Anker, SD, Kosiborod, M, Zannad, F, Piña, IL, McCullough, PA, Filippatos, G, van der Meer, P, Ponikowski, P, Rasmussen, HS, Lavin, PT, et al
European journal of heart failure. 2015;(10):1050-6
Abstract
AIMS: Hyperkalaemia in heart failure patients limits use of cardioprotective renin-angiotensin-aldosterone system inhibitors (RAASi). Sodium zirconium cyclosilicate (ZS-9) is a selective potassium ion trap, whose mechanism of action may allow for potassium binding in the upper gastrointestinal tract as early as the duodenum following oral administration. ZS-9 previously demonstrated the ability to reduce elevated potassium levels into the normal range, with a median time of normalization of 2.2 h and sustain normal potassium levels for 28 days in HARMONIZE--a Phase 3, double-blind, randomized, placebo-controlled trial. In the present study we evaluated management of serum potassium with daily ZS-9 over 28 days in heart failure patients from HARMONIZE, including those receiving RAASi therapies. METHODS AND RESULTS Heart failure patients with evidence of hyperkalaemia (serum potassium ≥5.1 mmol/L, n = 94) were treated with open-label ZS-9 for 48 h. Patients (n = 87; 60 receiving RAASi) who achieved normokalaemia (potassium 3.5-5.0 mmol/L) were randomized to daily ZS-9 (5, 10, or 15 g) or placebo for 28 days. Mean potassium and proportion of patients maintaining normokalaemia during days 8-29 post-randomization were evaluated. Despite RAASi doses being kept constant, patients on 5 g, 10 g, and 15 g ZS-9 maintained a lower potassium level (4.7 mmol/L, 4.5 mmol/L, and 4.4 mmol/L, respectively) than the placebo group (5.2 mmol/L; P<0.01 vs. each ZS-9 group); greater proportions of ZS-9 patients (83%, 89%, and 92%, respectively) maintained normokalaemia than placebo (40%; P < 0.01 vs. each ZS-9 group).
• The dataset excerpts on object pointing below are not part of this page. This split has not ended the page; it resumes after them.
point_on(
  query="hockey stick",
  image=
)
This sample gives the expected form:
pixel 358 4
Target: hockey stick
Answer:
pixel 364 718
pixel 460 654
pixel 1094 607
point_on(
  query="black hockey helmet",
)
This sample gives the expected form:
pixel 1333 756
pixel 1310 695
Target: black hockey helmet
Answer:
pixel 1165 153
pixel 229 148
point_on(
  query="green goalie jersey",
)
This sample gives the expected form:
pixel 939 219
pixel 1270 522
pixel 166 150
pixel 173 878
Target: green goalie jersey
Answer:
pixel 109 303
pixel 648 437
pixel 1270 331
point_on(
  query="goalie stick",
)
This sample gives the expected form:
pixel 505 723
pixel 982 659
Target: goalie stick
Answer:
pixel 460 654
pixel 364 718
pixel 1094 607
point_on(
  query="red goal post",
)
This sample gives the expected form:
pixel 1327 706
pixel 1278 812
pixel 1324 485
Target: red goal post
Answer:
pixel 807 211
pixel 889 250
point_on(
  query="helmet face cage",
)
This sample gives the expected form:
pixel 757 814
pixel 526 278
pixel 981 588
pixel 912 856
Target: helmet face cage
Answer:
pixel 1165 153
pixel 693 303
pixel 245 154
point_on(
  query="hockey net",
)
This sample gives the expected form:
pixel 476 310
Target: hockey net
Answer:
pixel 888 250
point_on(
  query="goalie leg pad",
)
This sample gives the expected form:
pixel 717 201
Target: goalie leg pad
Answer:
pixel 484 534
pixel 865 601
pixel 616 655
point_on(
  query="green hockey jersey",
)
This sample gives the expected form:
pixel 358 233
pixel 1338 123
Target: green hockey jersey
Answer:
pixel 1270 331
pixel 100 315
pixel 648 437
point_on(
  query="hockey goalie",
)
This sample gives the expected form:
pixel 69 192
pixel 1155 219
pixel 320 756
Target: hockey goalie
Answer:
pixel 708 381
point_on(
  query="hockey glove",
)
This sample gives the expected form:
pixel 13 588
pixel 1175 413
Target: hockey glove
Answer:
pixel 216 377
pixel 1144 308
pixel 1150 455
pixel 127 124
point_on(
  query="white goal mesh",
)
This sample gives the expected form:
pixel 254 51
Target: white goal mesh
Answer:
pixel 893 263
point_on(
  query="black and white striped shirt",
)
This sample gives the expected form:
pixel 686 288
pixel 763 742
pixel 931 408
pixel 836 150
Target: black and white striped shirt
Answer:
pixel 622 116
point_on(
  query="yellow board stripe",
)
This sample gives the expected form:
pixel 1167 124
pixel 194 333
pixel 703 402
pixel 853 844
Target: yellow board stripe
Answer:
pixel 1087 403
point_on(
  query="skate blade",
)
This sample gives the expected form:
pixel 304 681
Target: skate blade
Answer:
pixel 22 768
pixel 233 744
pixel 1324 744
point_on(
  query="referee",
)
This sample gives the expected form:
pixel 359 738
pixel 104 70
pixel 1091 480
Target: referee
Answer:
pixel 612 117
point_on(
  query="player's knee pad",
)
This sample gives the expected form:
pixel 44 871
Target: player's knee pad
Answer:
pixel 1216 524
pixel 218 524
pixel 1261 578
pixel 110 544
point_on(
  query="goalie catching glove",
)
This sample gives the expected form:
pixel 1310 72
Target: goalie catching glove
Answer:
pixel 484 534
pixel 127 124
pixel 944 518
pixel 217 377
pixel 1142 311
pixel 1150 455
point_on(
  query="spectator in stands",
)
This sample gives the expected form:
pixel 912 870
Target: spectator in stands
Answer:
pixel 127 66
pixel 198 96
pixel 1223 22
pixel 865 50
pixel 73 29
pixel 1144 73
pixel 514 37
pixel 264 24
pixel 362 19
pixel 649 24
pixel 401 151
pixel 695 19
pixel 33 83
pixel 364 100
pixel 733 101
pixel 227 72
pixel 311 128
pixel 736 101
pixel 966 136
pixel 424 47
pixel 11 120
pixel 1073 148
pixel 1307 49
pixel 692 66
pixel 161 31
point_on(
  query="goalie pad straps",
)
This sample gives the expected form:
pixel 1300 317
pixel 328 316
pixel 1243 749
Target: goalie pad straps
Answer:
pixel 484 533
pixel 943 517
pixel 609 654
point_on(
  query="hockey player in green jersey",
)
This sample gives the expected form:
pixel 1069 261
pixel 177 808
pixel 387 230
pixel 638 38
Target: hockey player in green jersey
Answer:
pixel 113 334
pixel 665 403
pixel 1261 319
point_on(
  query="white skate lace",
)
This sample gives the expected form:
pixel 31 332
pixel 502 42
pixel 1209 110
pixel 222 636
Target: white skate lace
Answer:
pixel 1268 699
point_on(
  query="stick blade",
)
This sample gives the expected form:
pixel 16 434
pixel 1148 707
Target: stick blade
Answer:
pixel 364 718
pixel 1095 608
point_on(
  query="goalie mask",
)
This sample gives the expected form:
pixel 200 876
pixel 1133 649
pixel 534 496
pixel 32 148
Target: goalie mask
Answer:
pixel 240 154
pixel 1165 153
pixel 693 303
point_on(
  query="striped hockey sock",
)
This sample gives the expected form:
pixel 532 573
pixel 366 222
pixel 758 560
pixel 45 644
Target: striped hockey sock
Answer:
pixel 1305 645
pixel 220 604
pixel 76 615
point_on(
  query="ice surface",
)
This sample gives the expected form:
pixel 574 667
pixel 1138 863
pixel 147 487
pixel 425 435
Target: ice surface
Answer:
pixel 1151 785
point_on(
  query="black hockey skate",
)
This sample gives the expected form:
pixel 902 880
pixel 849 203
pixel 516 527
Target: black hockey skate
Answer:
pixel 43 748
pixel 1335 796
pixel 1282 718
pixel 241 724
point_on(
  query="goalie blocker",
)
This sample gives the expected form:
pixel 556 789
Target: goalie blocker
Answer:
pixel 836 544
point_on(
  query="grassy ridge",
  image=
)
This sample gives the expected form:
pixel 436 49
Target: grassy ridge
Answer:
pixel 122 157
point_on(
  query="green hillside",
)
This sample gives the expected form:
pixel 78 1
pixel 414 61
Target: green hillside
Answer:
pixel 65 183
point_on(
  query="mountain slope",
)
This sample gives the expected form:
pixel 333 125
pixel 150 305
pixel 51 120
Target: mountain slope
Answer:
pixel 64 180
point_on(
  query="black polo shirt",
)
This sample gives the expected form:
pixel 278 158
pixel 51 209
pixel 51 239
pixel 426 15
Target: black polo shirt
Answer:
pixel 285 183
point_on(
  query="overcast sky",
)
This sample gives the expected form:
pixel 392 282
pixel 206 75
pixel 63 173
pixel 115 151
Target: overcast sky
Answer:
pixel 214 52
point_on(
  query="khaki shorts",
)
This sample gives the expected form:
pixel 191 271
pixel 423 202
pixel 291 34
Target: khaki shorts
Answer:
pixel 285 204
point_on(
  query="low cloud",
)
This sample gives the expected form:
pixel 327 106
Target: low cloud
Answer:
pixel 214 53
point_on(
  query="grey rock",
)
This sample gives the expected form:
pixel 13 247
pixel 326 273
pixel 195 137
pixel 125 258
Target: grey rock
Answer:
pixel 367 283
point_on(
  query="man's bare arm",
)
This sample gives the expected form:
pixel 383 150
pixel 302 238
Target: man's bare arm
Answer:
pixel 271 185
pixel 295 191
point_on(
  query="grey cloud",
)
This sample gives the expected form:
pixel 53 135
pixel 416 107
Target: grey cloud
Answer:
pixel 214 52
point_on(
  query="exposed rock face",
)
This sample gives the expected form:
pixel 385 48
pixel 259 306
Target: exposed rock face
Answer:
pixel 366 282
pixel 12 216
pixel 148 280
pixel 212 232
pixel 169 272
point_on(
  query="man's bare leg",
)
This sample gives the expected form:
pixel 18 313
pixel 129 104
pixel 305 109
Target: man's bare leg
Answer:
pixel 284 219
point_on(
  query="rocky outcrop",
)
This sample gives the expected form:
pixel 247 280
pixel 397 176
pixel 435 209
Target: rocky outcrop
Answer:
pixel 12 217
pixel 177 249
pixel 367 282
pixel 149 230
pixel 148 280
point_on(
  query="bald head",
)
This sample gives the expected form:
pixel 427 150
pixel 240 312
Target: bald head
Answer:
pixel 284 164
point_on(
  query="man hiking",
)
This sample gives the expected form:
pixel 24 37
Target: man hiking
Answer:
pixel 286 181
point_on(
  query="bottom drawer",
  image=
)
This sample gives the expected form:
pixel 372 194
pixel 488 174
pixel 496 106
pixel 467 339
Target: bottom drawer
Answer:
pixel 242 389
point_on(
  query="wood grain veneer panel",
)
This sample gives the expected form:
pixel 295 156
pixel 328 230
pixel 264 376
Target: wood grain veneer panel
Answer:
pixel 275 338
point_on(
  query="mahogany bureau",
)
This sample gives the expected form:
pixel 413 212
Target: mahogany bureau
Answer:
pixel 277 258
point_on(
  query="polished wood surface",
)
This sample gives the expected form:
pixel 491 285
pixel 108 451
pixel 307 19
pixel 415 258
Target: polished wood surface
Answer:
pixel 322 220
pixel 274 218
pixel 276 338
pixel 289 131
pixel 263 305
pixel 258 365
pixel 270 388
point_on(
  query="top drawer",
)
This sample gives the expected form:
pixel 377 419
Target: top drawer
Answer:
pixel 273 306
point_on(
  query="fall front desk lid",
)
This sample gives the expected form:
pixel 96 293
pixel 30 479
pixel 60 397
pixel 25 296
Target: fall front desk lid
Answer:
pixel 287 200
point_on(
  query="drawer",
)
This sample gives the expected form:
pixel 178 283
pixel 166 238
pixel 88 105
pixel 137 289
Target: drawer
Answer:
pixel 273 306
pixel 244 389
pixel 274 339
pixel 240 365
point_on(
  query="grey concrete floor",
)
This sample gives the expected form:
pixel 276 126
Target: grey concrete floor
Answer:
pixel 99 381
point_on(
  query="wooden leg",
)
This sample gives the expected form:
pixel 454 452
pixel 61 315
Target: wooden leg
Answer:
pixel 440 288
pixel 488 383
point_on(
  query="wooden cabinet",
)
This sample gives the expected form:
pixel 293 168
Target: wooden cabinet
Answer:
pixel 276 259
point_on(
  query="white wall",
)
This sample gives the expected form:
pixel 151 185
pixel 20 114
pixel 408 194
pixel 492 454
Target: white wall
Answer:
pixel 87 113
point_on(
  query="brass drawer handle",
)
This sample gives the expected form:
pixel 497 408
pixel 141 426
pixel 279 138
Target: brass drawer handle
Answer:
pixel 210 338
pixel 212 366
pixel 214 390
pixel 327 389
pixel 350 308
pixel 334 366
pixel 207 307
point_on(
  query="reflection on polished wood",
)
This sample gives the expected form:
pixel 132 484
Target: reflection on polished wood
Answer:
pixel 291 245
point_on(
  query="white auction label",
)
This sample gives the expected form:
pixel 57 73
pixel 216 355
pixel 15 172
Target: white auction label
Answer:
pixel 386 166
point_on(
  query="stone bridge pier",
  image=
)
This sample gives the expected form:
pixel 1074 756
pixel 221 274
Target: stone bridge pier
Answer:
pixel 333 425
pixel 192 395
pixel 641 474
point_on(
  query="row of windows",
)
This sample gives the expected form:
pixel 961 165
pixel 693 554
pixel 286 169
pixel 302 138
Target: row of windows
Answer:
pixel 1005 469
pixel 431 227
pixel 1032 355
The safety profile was consistent with previously reported overall study population. CONCLUSION Compared with placebo, all three ZS-9 doses lowered potassium and effectively maintained normokalaemia for 28 days in heart failure patients without adjusting concomitant RAASi, while maintaining a safety profile consistent with the overall study population.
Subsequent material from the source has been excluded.